The 1962 ad asked consumers to check for the Herman Miller logo. To verify authenticity. To understand the difference between authorized and unauthorized production. Fair enough. But it also tacitly acknowledged that the market for alternatives existed because most people couldn't afford the authentic version.

Charles and Ray probably understood the irony. They just didn't have a solution that satisfied both their belief in accessible design and their concern about quality and innovation.

Where This Leaves Things Today

If you want an authentic Eames lounge chair today, you have two paths: buy new from Herman Miller (or Vitra in Europe) for $5,000-$10,000, or buy vintage. Vintage prices vary widely depending on condition, generation, and wood veneer - expect $3,000-$17,500 for pieces in good shape.

If you're considering a replica, the market offers options at every price point. Quality correlates somewhat with price, though not perfectly. A $1,800 reproduction from an established manufacturer with transparent practices differs significantly from a $400 version from an unknown source.

The ethical question remains genuinely unresolved. Herman Miller argues that unauthorized reproductions undermine designers and manufacturers. Replica makers argue they're making iconic designs accessible. Consumers want comfortable, well-designed furniture they can afford.

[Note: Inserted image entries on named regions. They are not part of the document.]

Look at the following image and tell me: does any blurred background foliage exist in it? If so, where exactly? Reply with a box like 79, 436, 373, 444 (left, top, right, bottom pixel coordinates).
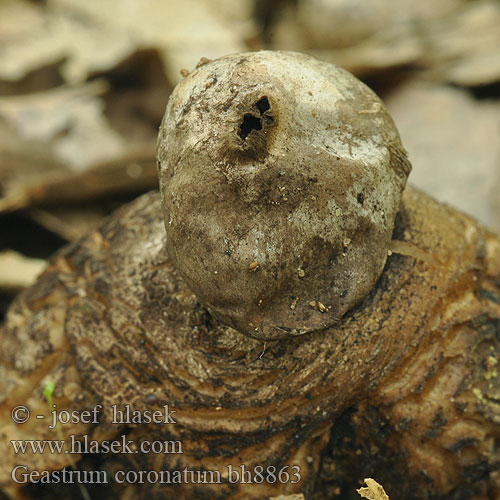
0, 0, 500, 317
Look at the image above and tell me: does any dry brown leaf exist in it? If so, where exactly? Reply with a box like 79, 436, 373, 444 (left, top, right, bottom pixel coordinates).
356, 478, 389, 500
273, 0, 500, 86
0, 250, 46, 293
0, 149, 158, 213
386, 82, 500, 230
0, 81, 125, 169
0, 0, 245, 84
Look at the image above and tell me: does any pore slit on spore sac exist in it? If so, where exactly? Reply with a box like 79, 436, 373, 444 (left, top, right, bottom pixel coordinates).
238, 96, 273, 140
238, 113, 262, 140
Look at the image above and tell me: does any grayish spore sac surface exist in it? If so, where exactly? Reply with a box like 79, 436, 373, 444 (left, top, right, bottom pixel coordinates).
158, 51, 411, 339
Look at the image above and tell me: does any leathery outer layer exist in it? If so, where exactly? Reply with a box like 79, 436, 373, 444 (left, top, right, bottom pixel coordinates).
0, 188, 500, 500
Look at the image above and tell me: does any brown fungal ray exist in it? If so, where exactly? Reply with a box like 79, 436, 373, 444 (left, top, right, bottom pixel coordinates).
0, 188, 500, 500
158, 51, 411, 340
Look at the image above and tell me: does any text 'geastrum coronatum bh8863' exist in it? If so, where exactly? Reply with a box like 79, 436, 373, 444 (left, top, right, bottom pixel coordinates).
0, 52, 500, 500
158, 52, 411, 339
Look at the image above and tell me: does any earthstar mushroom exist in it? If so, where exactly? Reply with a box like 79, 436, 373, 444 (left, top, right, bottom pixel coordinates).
158, 51, 411, 340
0, 52, 500, 500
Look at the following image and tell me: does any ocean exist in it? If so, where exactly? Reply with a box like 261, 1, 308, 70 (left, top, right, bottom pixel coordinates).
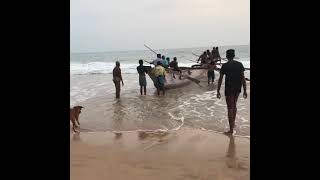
70, 45, 250, 137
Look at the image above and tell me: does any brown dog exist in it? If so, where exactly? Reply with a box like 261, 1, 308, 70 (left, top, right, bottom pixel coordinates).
70, 106, 83, 132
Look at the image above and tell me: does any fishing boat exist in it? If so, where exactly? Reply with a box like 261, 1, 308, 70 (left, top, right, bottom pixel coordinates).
148, 67, 207, 89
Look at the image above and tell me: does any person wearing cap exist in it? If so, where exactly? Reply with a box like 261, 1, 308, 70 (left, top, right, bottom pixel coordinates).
137, 59, 151, 95
207, 61, 215, 86
161, 56, 169, 69
154, 61, 166, 96
112, 61, 124, 99
169, 57, 182, 80
217, 49, 247, 134
216, 47, 221, 64
207, 49, 213, 64
150, 54, 162, 66
197, 51, 208, 64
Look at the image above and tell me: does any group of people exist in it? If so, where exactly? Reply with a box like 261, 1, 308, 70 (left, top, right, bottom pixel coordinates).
113, 54, 182, 98
197, 47, 221, 85
113, 47, 247, 134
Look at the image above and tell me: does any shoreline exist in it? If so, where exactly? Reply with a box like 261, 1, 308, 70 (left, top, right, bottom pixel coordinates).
70, 127, 250, 180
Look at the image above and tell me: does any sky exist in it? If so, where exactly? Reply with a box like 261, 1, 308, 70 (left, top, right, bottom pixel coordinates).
70, 0, 250, 52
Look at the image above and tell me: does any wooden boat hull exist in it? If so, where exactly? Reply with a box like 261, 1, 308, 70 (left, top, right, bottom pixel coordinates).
148, 68, 207, 89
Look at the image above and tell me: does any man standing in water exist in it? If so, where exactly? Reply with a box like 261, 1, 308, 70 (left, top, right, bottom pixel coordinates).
112, 61, 124, 98
154, 62, 166, 96
137, 59, 151, 95
217, 49, 247, 134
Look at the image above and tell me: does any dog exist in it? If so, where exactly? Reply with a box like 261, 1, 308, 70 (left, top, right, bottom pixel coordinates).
70, 106, 84, 132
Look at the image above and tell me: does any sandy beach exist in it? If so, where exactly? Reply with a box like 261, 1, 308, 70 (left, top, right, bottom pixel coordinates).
70, 46, 250, 180
70, 127, 250, 180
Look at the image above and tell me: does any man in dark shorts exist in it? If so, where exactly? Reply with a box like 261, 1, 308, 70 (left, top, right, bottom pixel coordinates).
154, 62, 166, 96
217, 49, 247, 134
169, 57, 182, 80
207, 61, 215, 86
137, 59, 151, 95
112, 61, 124, 98
197, 51, 208, 64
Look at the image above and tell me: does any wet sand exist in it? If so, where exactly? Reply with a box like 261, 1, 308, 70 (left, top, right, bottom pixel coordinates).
70, 127, 250, 180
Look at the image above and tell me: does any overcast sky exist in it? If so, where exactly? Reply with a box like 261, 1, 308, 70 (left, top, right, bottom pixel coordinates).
70, 0, 250, 52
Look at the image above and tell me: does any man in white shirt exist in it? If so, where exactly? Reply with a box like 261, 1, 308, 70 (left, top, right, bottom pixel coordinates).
150, 54, 162, 66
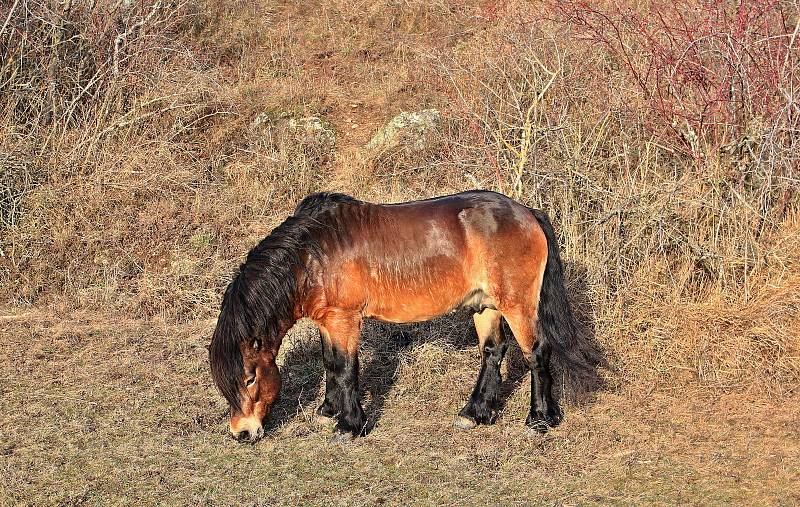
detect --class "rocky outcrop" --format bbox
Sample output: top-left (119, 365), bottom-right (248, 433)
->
top-left (365, 109), bottom-right (442, 156)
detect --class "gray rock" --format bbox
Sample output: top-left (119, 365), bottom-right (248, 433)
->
top-left (366, 109), bottom-right (442, 157)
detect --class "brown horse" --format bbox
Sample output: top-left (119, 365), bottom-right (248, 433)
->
top-left (209, 191), bottom-right (582, 440)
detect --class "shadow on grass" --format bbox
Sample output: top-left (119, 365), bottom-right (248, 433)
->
top-left (266, 262), bottom-right (609, 433)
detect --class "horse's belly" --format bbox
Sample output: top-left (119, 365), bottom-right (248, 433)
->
top-left (365, 274), bottom-right (469, 323)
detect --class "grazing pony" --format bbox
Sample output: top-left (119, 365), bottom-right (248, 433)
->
top-left (209, 191), bottom-right (582, 441)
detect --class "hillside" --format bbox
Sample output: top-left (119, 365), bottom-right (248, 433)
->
top-left (0, 0), bottom-right (800, 505)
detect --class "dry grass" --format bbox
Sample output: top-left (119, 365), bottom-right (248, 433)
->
top-left (0, 0), bottom-right (800, 504)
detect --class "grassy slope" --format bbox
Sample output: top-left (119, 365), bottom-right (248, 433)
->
top-left (0, 314), bottom-right (800, 505)
top-left (0, 0), bottom-right (800, 505)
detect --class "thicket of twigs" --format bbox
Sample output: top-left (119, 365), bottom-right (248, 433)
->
top-left (0, 0), bottom-right (800, 391)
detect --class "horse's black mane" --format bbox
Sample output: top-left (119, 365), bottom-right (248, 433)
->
top-left (209, 193), bottom-right (359, 410)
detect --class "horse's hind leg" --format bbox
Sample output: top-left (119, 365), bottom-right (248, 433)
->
top-left (503, 312), bottom-right (562, 433)
top-left (454, 308), bottom-right (508, 429)
top-left (317, 315), bottom-right (365, 436)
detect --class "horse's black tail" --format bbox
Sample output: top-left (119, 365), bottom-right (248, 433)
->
top-left (531, 209), bottom-right (597, 391)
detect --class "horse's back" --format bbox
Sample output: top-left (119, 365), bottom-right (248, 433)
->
top-left (316, 191), bottom-right (547, 322)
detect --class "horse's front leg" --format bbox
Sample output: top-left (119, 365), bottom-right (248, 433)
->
top-left (317, 311), bottom-right (366, 436)
top-left (454, 308), bottom-right (508, 429)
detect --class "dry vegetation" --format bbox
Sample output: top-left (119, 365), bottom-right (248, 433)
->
top-left (0, 0), bottom-right (800, 505)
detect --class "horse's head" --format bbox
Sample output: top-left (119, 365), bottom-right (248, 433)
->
top-left (229, 339), bottom-right (281, 442)
top-left (209, 314), bottom-right (281, 442)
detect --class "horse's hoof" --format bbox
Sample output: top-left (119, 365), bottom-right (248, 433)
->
top-left (331, 431), bottom-right (355, 444)
top-left (311, 413), bottom-right (336, 428)
top-left (453, 415), bottom-right (478, 430)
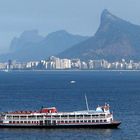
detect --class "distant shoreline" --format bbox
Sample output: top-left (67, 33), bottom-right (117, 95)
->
top-left (0, 70), bottom-right (140, 72)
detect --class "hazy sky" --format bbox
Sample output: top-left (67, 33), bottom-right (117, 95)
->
top-left (0, 0), bottom-right (140, 53)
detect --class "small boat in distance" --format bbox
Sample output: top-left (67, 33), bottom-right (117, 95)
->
top-left (70, 81), bottom-right (76, 84)
top-left (0, 96), bottom-right (121, 128)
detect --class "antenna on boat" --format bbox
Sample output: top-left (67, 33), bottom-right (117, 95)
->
top-left (85, 94), bottom-right (89, 111)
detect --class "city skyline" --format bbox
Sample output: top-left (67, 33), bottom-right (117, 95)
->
top-left (0, 0), bottom-right (140, 53)
top-left (0, 56), bottom-right (140, 71)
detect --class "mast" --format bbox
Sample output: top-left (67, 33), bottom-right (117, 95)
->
top-left (85, 94), bottom-right (89, 111)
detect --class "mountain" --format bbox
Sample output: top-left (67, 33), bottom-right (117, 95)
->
top-left (59, 10), bottom-right (140, 61)
top-left (0, 30), bottom-right (88, 61)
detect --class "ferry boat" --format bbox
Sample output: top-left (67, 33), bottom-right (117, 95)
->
top-left (0, 100), bottom-right (121, 128)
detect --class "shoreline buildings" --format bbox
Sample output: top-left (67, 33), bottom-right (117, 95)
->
top-left (0, 56), bottom-right (140, 70)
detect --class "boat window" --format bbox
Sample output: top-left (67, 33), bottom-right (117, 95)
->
top-left (69, 115), bottom-right (75, 118)
top-left (100, 114), bottom-right (105, 116)
top-left (76, 120), bottom-right (79, 123)
top-left (84, 115), bottom-right (91, 117)
top-left (53, 115), bottom-right (60, 118)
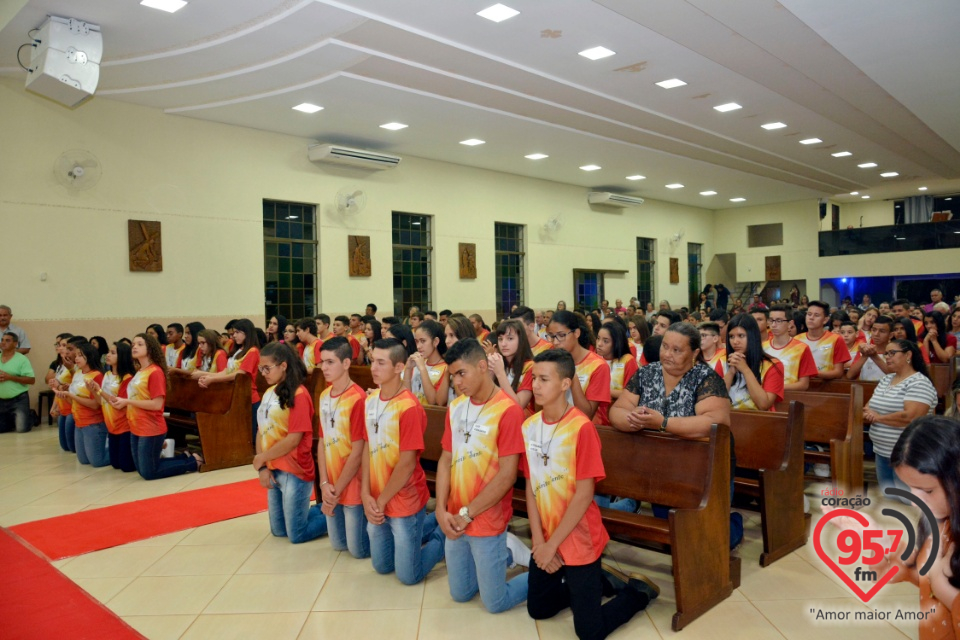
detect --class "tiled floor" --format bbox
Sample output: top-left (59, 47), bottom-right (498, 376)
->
top-left (0, 425), bottom-right (918, 640)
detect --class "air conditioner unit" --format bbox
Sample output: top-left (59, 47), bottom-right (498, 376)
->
top-left (587, 191), bottom-right (643, 207)
top-left (307, 144), bottom-right (400, 169)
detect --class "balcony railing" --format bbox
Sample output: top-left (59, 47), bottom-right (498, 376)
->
top-left (820, 220), bottom-right (960, 258)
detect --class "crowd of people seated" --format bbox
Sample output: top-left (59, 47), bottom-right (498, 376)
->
top-left (33, 285), bottom-right (960, 637)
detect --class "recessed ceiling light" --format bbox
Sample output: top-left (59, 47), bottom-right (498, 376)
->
top-left (477, 4), bottom-right (520, 22)
top-left (654, 78), bottom-right (687, 89)
top-left (293, 102), bottom-right (323, 113)
top-left (140, 0), bottom-right (187, 13)
top-left (580, 47), bottom-right (616, 60)
top-left (714, 102), bottom-right (743, 113)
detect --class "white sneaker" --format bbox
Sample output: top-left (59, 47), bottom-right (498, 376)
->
top-left (507, 531), bottom-right (533, 569)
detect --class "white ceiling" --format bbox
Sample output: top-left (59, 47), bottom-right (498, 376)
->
top-left (0, 0), bottom-right (960, 209)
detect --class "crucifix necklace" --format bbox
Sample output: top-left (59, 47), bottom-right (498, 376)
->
top-left (463, 386), bottom-right (497, 442)
top-left (540, 402), bottom-right (570, 466)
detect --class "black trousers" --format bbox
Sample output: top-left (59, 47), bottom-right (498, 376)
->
top-left (527, 558), bottom-right (648, 640)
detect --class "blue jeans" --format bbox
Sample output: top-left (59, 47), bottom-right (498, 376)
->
top-left (57, 413), bottom-right (77, 453)
top-left (446, 532), bottom-right (529, 613)
top-left (327, 504), bottom-right (370, 558)
top-left (593, 493), bottom-right (637, 513)
top-left (107, 431), bottom-right (137, 472)
top-left (874, 453), bottom-right (911, 504)
top-left (75, 422), bottom-right (110, 467)
top-left (267, 469), bottom-right (327, 544)
top-left (130, 432), bottom-right (198, 480)
top-left (367, 507), bottom-right (447, 584)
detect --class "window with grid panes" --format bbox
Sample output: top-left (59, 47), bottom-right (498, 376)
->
top-left (263, 200), bottom-right (317, 322)
top-left (493, 222), bottom-right (524, 318)
top-left (393, 212), bottom-right (433, 318)
top-left (637, 238), bottom-right (656, 313)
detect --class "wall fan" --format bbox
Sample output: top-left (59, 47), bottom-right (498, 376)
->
top-left (337, 189), bottom-right (367, 215)
top-left (53, 149), bottom-right (102, 191)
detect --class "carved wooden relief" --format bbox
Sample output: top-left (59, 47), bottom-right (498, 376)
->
top-left (127, 220), bottom-right (163, 271)
top-left (347, 236), bottom-right (373, 278)
top-left (460, 242), bottom-right (477, 279)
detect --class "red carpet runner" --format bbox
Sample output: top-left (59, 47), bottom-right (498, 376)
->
top-left (0, 528), bottom-right (143, 640)
top-left (10, 480), bottom-right (267, 560)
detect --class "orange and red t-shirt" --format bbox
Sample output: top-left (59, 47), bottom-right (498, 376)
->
top-left (530, 338), bottom-right (553, 357)
top-left (127, 364), bottom-right (167, 436)
top-left (365, 389), bottom-right (430, 518)
top-left (100, 371), bottom-right (133, 435)
top-left (320, 383), bottom-right (367, 505)
top-left (257, 385), bottom-right (314, 482)
top-left (797, 331), bottom-right (850, 372)
top-left (227, 347), bottom-right (260, 404)
top-left (520, 407), bottom-right (610, 566)
top-left (567, 351), bottom-right (612, 424)
top-left (440, 389), bottom-right (523, 537)
top-left (763, 338), bottom-right (817, 384)
top-left (70, 369), bottom-right (103, 428)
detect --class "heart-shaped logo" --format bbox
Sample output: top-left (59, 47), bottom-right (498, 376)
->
top-left (813, 509), bottom-right (900, 602)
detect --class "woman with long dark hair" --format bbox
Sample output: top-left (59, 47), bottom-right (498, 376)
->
top-left (199, 318), bottom-right (260, 438)
top-left (717, 313), bottom-right (783, 411)
top-left (253, 342), bottom-right (327, 544)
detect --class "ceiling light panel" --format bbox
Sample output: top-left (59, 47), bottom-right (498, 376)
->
top-left (579, 47), bottom-right (616, 60)
top-left (293, 102), bottom-right (323, 113)
top-left (714, 102), bottom-right (743, 113)
top-left (477, 3), bottom-right (520, 22)
top-left (655, 78), bottom-right (687, 89)
top-left (140, 0), bottom-right (187, 13)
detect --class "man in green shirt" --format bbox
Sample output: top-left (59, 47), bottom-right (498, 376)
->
top-left (0, 331), bottom-right (35, 433)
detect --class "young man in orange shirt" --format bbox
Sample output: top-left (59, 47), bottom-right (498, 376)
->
top-left (436, 339), bottom-right (530, 613)
top-left (521, 349), bottom-right (659, 638)
top-left (360, 339), bottom-right (446, 584)
top-left (510, 307), bottom-right (553, 356)
top-left (317, 338), bottom-right (370, 558)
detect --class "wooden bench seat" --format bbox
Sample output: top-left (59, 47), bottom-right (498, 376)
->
top-left (730, 402), bottom-right (809, 567)
top-left (164, 374), bottom-right (253, 472)
top-left (777, 384), bottom-right (866, 497)
top-left (421, 407), bottom-right (740, 631)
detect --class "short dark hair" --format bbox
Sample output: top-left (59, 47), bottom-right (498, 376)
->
top-left (320, 336), bottom-right (353, 362)
top-left (374, 338), bottom-right (409, 365)
top-left (532, 343), bottom-right (577, 379)
top-left (443, 338), bottom-right (487, 365)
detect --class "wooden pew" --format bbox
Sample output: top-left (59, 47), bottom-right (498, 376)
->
top-left (730, 402), bottom-right (809, 567)
top-left (777, 384), bottom-right (866, 497)
top-left (421, 407), bottom-right (740, 631)
top-left (165, 374), bottom-right (253, 471)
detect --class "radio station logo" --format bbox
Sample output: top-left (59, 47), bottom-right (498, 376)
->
top-left (813, 487), bottom-right (940, 602)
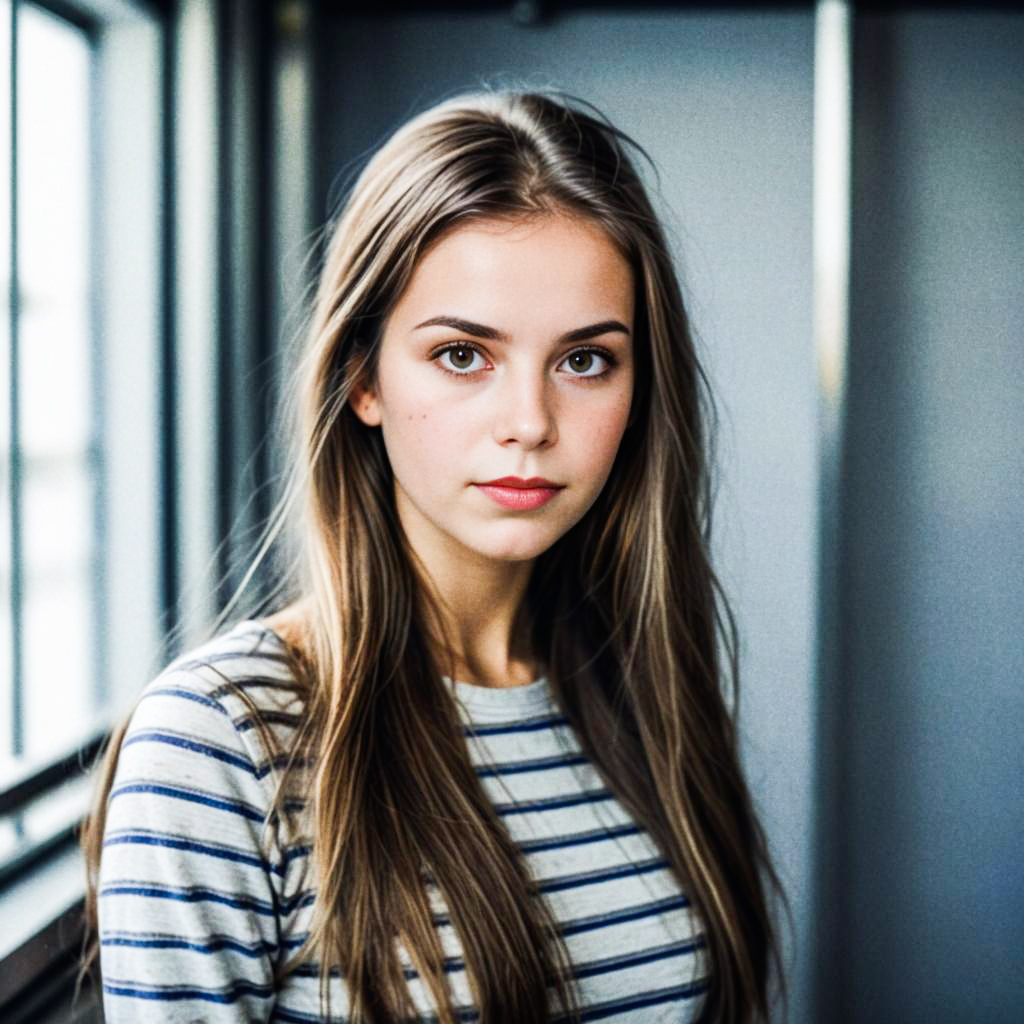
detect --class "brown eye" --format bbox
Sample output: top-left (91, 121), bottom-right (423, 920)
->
top-left (449, 348), bottom-right (476, 370)
top-left (562, 348), bottom-right (615, 377)
top-left (435, 345), bottom-right (484, 377)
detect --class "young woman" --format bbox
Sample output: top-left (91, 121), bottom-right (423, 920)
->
top-left (86, 92), bottom-right (777, 1024)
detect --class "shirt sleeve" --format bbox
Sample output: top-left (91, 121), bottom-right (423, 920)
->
top-left (97, 670), bottom-right (280, 1024)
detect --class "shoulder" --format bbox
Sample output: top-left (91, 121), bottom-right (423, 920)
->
top-left (122, 621), bottom-right (302, 794)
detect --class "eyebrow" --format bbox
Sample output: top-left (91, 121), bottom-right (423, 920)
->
top-left (413, 316), bottom-right (630, 343)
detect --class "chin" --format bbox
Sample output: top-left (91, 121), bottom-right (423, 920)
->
top-left (468, 531), bottom-right (558, 562)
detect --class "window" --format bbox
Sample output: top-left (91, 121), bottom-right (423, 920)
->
top-left (0, 3), bottom-right (105, 774)
top-left (0, 0), bottom-right (167, 1007)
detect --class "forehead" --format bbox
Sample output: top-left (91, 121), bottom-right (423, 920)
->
top-left (392, 213), bottom-right (633, 328)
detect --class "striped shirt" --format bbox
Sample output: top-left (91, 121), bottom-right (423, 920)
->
top-left (99, 621), bottom-right (707, 1024)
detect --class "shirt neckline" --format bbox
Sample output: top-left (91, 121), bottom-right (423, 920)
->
top-left (236, 618), bottom-right (554, 720)
top-left (441, 676), bottom-right (553, 719)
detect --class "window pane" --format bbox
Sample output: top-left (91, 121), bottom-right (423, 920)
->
top-left (0, 0), bottom-right (13, 763)
top-left (16, 4), bottom-right (96, 758)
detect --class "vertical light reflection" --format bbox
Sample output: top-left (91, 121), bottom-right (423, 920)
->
top-left (15, 3), bottom-right (95, 757)
top-left (805, 0), bottom-right (852, 1020)
top-left (814, 0), bottom-right (851, 417)
top-left (0, 0), bottom-right (14, 759)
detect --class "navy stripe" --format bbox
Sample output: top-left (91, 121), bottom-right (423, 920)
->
top-left (99, 932), bottom-right (279, 956)
top-left (495, 790), bottom-right (615, 817)
top-left (558, 896), bottom-right (690, 936)
top-left (476, 754), bottom-right (590, 778)
top-left (537, 857), bottom-right (669, 893)
top-left (103, 981), bottom-right (273, 1006)
top-left (99, 882), bottom-right (278, 918)
top-left (103, 831), bottom-right (270, 874)
top-left (164, 649), bottom-right (291, 676)
top-left (572, 936), bottom-right (705, 979)
top-left (519, 824), bottom-right (643, 853)
top-left (558, 978), bottom-right (711, 1024)
top-left (143, 686), bottom-right (230, 719)
top-left (111, 782), bottom-right (264, 822)
top-left (121, 729), bottom-right (258, 777)
top-left (462, 714), bottom-right (569, 736)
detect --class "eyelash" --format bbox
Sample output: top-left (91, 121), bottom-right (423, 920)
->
top-left (430, 341), bottom-right (618, 382)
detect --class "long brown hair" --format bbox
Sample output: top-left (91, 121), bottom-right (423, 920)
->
top-left (85, 92), bottom-right (781, 1024)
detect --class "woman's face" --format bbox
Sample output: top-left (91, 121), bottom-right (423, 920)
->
top-left (352, 214), bottom-right (634, 565)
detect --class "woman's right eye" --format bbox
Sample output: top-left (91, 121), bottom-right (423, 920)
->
top-left (434, 345), bottom-right (486, 377)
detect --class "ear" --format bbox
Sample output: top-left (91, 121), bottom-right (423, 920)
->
top-left (348, 380), bottom-right (381, 427)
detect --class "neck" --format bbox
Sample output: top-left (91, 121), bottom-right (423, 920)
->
top-left (405, 536), bottom-right (539, 686)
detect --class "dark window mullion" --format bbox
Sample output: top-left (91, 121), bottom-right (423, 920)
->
top-left (86, 24), bottom-right (111, 710)
top-left (8, 0), bottom-right (25, 757)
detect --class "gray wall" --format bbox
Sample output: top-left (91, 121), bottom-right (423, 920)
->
top-left (827, 12), bottom-right (1024, 1024)
top-left (316, 10), bottom-right (818, 1021)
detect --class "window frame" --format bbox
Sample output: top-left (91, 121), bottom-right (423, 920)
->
top-left (0, 0), bottom-right (173, 1021)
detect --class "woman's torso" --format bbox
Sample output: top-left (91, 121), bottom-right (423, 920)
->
top-left (99, 622), bottom-right (707, 1024)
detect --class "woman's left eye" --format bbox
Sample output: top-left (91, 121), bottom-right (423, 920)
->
top-left (562, 348), bottom-right (612, 377)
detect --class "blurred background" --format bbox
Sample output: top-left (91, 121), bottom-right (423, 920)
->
top-left (0, 0), bottom-right (1024, 1024)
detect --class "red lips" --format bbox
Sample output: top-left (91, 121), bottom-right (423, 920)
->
top-left (481, 476), bottom-right (561, 487)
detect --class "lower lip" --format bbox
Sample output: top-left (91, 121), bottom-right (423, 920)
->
top-left (476, 483), bottom-right (562, 509)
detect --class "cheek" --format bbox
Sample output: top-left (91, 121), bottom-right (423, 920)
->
top-left (573, 395), bottom-right (630, 470)
top-left (381, 389), bottom-right (465, 472)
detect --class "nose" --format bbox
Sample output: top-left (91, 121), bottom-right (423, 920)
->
top-left (494, 369), bottom-right (558, 449)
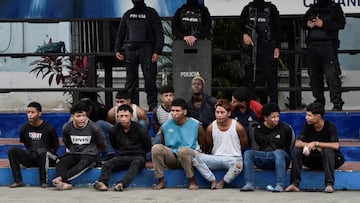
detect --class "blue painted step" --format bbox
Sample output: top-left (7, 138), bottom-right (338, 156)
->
top-left (0, 111), bottom-right (360, 139)
top-left (0, 168), bottom-right (360, 190)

What's documentable: manufacturing quality varies enormously across price points. Materials, construction precision, and durability differ substantially. Research into specific manufacturers matters if you're considering options beyond Herman Miller.

What's also true: Herman Miller's manufacturing standards are demonstrably higher. The leather quality, plywood precision, and mechanism durability reflect decades of refinement. Whether that difference justifies the price premium depends entirely on individual budgets and priorities.

And here's the uncomfortable but honest part: the Eameses themselves would likely have complicated feelings about all of this. They'd probably object to manufacturers misrepresenting sources or using inferior materials that damage the design's reputation. But they also spent their careers arguing that good design shouldn't be exclusive to wealthy people.

The 1962 ad tried to navigate that contradiction. It didn't resolve it. The debate continues, the replicas keep coming, and the tension at the heart of democratic design - making something accessible while maintaining quality and innovation - remains as relevant now as it was seventy years ago.